Судя по сказкам, Кощей в свое время был добрым молодцем (во всяком случае, прошел обряд посвящения у Бабы Яги[56 - См. Том Третий, главу «Шестьдесят третье – Бабья гора».]), а потом увлекся собирательством и превратился в ревностного стража своих приобретений. И вот апофеоз Кощея: старик, чахнущий над символическим златом и заживающий чужой век. Скупой рыцарь, Великий Инквизитор (опять Достоевский), старый князь Болконский – все это разные аватары Кощея, душителя вечно обновляющейся жизни. В некотором смысле Кощей – тот же Кронос, пожирающий собственных детей (Иван, убивающий сына Ивана и оставляющий царство стерильному Федору, а в результате – через Смуту – Романовым[57 - См. Том Первый, главу «Седьмое – Чистое болото».]). Бессмертие всякого Кощея – это бесплодная косность длящегося умирания. Геронтократия и застой в Советском Союзе – как раз последняя фаза Кощеева сценария. Приход Горбачева иным показался явлением молодца. Увы, эти молодцы даже в сказках нередко оказываются дураками.

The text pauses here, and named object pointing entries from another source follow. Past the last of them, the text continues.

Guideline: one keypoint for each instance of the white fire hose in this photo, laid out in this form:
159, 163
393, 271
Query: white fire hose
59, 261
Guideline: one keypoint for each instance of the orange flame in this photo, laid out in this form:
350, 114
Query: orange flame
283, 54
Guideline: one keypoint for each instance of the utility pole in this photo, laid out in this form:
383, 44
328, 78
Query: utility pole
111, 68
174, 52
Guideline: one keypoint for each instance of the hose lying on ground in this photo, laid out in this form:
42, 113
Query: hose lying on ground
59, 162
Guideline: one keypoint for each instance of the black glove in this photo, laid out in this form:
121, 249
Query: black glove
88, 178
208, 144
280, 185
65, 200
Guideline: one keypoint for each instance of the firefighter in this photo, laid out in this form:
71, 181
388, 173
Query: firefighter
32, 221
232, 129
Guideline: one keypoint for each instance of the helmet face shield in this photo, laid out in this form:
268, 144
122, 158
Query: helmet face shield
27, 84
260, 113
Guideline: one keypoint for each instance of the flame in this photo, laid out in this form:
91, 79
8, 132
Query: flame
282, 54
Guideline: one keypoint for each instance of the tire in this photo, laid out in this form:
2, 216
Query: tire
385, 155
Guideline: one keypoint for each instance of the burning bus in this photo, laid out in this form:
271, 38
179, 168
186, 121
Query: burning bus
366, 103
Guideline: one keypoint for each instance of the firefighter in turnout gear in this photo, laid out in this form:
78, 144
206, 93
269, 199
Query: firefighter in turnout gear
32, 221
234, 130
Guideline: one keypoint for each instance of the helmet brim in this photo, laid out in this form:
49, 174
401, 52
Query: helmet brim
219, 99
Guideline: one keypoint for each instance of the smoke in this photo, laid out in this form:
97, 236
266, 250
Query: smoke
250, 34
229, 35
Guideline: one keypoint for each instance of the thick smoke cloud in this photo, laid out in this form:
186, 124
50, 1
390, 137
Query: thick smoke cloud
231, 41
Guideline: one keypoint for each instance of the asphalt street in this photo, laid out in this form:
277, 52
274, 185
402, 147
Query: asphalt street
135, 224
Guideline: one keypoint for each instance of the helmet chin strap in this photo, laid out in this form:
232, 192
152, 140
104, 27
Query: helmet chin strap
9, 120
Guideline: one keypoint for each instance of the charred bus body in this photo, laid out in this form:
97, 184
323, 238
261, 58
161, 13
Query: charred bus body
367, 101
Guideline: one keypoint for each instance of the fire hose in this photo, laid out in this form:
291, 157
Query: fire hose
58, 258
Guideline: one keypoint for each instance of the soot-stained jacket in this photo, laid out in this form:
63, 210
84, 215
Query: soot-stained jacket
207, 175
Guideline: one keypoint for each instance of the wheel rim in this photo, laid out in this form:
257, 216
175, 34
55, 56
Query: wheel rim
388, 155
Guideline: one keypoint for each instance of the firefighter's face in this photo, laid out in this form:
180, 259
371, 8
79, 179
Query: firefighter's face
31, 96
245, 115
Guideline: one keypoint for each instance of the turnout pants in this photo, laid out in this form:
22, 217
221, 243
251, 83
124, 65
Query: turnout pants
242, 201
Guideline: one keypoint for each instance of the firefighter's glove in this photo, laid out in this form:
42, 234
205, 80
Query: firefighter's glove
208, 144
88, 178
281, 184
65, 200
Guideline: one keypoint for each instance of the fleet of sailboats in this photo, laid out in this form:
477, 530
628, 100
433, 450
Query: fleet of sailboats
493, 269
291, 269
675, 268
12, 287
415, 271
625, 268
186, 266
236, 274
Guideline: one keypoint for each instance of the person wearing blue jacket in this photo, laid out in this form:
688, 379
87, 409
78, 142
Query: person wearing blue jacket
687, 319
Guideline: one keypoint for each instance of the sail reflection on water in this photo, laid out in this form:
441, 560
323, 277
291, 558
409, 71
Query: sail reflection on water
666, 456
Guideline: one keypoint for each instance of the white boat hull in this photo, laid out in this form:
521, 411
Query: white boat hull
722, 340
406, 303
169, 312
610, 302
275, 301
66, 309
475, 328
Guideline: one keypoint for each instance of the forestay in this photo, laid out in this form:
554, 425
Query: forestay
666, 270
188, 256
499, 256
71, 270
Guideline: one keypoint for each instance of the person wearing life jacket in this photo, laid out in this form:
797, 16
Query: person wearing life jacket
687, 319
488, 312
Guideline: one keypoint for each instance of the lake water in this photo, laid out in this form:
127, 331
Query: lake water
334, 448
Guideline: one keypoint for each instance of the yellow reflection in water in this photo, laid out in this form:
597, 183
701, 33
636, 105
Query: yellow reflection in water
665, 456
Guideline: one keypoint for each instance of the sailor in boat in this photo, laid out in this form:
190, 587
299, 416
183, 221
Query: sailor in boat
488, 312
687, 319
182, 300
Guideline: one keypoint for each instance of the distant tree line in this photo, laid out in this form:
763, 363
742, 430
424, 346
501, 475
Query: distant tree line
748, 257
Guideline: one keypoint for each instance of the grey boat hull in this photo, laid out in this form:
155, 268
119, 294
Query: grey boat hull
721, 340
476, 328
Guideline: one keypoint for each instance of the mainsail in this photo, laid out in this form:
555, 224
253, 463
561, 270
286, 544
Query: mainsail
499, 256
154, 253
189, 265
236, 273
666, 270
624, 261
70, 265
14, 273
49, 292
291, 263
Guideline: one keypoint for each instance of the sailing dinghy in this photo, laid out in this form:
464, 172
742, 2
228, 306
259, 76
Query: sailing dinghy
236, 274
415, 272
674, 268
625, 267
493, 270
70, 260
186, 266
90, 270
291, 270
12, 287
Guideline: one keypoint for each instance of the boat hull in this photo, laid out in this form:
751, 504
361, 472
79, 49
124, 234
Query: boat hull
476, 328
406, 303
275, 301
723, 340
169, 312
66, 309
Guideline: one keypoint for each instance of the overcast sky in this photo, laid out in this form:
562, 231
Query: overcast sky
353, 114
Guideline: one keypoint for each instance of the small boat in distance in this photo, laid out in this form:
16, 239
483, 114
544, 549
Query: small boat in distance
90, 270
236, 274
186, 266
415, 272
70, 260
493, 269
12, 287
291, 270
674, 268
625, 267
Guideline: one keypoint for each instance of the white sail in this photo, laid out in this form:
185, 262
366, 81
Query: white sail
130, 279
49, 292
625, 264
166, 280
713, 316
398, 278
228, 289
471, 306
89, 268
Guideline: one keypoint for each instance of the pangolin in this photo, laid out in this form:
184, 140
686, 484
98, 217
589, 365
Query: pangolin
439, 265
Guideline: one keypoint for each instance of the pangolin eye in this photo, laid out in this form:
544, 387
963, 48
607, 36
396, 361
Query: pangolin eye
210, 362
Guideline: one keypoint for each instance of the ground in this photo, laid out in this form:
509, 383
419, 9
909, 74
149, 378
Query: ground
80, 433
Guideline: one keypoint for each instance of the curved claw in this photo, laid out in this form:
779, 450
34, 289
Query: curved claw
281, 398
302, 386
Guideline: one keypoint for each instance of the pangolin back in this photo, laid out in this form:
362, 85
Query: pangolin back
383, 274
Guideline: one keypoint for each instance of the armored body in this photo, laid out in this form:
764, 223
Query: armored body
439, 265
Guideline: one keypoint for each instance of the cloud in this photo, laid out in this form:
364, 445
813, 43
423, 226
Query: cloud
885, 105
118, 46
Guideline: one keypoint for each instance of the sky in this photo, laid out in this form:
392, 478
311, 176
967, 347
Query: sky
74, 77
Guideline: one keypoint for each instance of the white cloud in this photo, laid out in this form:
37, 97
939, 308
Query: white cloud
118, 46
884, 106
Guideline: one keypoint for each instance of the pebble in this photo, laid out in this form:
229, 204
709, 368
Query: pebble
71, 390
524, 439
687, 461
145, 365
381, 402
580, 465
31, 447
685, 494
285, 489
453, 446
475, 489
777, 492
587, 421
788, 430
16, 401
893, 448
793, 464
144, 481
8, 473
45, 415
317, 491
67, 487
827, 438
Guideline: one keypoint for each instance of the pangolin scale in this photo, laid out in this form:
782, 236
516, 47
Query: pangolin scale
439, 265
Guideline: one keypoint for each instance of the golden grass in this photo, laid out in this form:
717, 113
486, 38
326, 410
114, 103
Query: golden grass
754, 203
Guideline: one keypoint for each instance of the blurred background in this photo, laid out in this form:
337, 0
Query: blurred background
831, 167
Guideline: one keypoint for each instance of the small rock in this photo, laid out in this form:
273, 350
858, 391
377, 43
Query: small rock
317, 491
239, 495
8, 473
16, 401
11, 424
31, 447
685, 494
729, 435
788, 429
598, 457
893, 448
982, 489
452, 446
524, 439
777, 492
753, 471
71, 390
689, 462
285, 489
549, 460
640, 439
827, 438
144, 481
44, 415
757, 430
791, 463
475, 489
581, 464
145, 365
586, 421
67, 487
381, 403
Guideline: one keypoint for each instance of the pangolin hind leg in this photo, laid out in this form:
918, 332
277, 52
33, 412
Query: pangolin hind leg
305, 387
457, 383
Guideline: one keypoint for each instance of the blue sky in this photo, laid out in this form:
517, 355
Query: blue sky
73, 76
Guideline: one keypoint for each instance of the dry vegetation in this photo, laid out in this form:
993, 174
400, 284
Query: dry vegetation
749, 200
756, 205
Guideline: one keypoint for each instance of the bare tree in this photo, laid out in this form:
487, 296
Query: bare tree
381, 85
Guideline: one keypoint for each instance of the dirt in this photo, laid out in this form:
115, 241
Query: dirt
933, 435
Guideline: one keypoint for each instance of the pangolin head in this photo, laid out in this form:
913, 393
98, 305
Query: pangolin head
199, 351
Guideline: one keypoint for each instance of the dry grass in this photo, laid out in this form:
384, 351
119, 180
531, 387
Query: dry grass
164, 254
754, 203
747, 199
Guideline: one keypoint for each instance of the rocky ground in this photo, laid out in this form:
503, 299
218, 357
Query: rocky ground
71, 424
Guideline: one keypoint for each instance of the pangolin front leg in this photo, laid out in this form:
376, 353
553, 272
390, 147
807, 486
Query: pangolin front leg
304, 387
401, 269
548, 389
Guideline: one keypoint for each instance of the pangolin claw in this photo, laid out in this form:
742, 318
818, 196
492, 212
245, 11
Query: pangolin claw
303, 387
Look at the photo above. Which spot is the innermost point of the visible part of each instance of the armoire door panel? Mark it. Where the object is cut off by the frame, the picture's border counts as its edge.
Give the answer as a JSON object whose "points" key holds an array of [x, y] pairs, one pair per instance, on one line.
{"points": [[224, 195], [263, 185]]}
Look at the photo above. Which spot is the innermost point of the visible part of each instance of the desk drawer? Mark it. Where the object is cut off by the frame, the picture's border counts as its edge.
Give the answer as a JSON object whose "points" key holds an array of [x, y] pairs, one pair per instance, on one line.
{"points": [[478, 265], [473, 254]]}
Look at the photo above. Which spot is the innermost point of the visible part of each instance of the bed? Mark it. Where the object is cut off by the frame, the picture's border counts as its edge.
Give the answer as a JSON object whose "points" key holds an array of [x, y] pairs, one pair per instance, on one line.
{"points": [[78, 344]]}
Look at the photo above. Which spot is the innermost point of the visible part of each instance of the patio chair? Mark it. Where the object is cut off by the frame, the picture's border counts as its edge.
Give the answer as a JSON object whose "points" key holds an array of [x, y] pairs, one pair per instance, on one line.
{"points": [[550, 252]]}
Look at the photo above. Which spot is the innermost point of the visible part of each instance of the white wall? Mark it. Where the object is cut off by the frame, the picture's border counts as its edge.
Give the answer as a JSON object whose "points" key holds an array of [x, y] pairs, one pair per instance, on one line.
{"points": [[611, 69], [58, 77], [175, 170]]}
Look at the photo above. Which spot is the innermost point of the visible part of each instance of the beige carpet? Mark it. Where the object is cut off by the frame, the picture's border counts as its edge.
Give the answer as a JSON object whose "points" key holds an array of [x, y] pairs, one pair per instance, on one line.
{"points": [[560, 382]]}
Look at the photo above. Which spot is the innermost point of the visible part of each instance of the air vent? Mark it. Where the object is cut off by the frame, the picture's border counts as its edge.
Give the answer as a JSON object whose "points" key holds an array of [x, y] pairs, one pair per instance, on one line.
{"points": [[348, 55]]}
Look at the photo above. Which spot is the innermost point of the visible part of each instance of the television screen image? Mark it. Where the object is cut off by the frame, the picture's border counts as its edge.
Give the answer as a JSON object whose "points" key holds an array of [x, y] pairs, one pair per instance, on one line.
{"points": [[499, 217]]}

Иван поначалу уж точно был добрым молодцем, но потом превратился в Кощея. Процесс превращения запустила смерть Анастасии, отравленной в 1560 году, а в завершающую фазу эта архетипическая метаморфоза вступила на исходе 1564 года, когда царь затворился в Александровой слободе[58 - См. Том Второй, главу «Тридцать пятое – Лукьянцево».], из которой 2 февраля 1565 года возвратился в Москву уже совершенным Кощеем – опричнина и все такое.

Сурское озеро из-за ограды Геннадиева монастыря.

Церкви вдали – скорее всего в селе Большая Сандогора,

это уже за рекой Костромой

Теперь вопрос: кому ставить памятник – молодцу или Кощею? Молодой Иван IV, безусловно, заслужил нечто большее, чем просто памятник. Но ведь помнят-то люди тирана. Особенно – после того, как Эйзенштейн в своем фильме изобразил государя – ну, полным Кощеем Бессмертным. Судя по дурацким спорам, Ивана считают Кощеем и попы, и иванопоклонники. Во всяком случае, Опричные братья совсем не случайно выбрали для поселения именно деревеньку Кощеево. Сами они, конечно, ни бельмеса не смыслят в родной мифологии, но архетип, который ведет их по жизни, действует снайперски.

Все, хватит кощунствовать (рассказывать мифы о Кощее), пора возвратиться к Геннадию, доброму гению молодецкого начала царствования Ивана. Святой умер 23 января 1565 года, ровно в то время, когда Иван в Александровой слободе бесповоротно перерождался в Кощея. Почитание Геннадия началось сразу же после смерти, а в 1646 году были обретены его мощи. Поп, к которому мы приехали, когда девушки сбили нас с пути к Сильвестру, сказал: «Геннадий очень сильный святой. Бывают святые посильней и послабей. Геннадий очень сильный. Когда обращаешься к нему, сразу чувствуешь ответ. Он – как Никола». И указал дорогу на Сурское озеро.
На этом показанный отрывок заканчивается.